BENGALURU -- Major central banks are done tightening policy, according to a majority of economists polled by Reuters, with the growth outlook wilting across developed and emerging economies along with scant prospects for a surge in inflation.
While that is largely reflected in bond markets, with major sovereign bond yields falling this year, global equities have rallied, and the S&P 500 index is near record highs after its best start this year in more than three decades.
One striking conclusion from the latest surveys of over 500 economists from around the world, covering more than 40 economies, was not just a toning down of the economic outlook, but a clear shift away from long-held optimistic views.
Although economists who answered an additional question were split on whether a deeper global economic downturn was more likely than a synchronized rebound, this year's growth outlook was downgraded or left unchanged for 38 of the countries polled.
"The recent weakness of global growth will persist for much longer than is commonly assumed. A dovish turn by central banks and stimulus in China will not be enough to boost world GDP growth from its current slow pace," noted Jennifer McKeown, head of global economics at Capital Economics.
"Disappointing economic performance will leave inflation very low and cause monetary policy to be loosened almost across the board. But we do not see this prompting any meaningful recovery until 2021."
Global growth was forecast to average 3.4 percent this year, the lowest since polling began for 2019 almost two years ago. The most optimistic prediction was also more modest than at the start of the year.
The 2020 forecast held at 3.4 percent, the joint lowest since Reuters began polling on it.
However, the 2019 consensus was a touch higher than the International Monetary Fund's latest view of 3.3 percent.
The risk of an escalation of the US-China trade war and prospects of Britain exiting the European Union without a deal - two of the more prominent threats that initially drove the current slowdown - have eased.
Yet most major central banks have been hinting at a move away from hiking rates, and nearly 60 percent of more than 200 economists who answered a separate question said they were confident the global tightening cycle was over.
On Thursday, the Bank of Japan dispelled any doubt about its commitment to ultra-loose policies and Sweden's central bank said a forecast interest rate hike would come slightly later than it had planned.
The US Federal Reserve is done raising rates until at least the end of next year, with about a third of economists polled predicting at least one rate cut by then.

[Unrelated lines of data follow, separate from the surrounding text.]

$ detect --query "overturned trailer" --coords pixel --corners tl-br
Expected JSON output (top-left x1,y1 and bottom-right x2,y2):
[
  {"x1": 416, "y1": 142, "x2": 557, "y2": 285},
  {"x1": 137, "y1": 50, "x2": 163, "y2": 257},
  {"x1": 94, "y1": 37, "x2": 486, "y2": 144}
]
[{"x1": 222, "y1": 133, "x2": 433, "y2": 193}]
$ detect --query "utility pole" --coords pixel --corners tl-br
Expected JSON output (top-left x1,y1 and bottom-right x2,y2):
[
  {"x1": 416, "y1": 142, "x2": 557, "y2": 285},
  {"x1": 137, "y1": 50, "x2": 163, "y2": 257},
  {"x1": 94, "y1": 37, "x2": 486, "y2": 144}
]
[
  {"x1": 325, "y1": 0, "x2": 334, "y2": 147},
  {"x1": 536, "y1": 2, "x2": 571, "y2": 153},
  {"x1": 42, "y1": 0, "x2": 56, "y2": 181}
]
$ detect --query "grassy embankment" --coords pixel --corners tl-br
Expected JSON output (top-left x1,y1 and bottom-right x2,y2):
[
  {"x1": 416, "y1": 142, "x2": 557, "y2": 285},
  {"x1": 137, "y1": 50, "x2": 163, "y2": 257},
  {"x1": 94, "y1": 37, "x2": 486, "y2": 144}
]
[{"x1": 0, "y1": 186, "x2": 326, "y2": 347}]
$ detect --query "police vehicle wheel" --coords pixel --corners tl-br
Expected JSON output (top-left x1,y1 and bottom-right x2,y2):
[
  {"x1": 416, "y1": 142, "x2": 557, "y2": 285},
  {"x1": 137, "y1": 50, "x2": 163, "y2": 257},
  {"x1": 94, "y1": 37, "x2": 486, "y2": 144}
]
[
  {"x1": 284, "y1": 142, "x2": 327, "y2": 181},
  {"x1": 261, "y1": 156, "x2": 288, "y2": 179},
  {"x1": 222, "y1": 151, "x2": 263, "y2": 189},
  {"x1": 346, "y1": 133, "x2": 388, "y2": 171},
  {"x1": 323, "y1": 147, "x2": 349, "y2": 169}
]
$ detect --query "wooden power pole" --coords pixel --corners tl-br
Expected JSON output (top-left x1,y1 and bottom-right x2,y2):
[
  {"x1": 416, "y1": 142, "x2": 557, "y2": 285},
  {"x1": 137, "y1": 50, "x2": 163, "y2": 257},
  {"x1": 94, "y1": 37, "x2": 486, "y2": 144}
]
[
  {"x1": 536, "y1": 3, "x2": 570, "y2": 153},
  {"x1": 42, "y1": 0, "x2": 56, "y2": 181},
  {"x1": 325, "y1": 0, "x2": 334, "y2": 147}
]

With euro zone economic growth and inflation prospects dimming, the European Central Bank may have missed its opportunity to raise rates before the next downturn.
"The ECB blames the euro zone weakness on a slowdown in China and concerns about the trade war. The Fed, meanwhile, pointed the finger to Europe and China as the main drags on US growth. But with everyone looking across the border for a scapegoat, someone must inevitably be watching the wrong space," noted Elwin de Groot, head of macro strategy at Rabobank.
"One could speculate that the central banks are pointing the finger just because they have little confidence that their actions are effective."
Growth forecasts for developed economies - including Germany, France, Italy, Spain, Britain, Japan, Australia, the United States and Canada - for this year and next weakened.
It was not very different for emerging market economies, despite efforts from policymakers to boost sluggish growth.
Economic growth in major economies from Asia to Africa to Latin America was predicted to lose more momentum.
Although India is still expected to be the fastest-growing major economy, growth predictions were lowered compared with the previous poll.
"Looser fiscal and monetary policy should help to cushion the impact of weaker export demand on growth in emerging Asia. Nevertheless, regional growth this year is still likely to slow to its weakest rate in a decade," added Capital Economics' McKeown.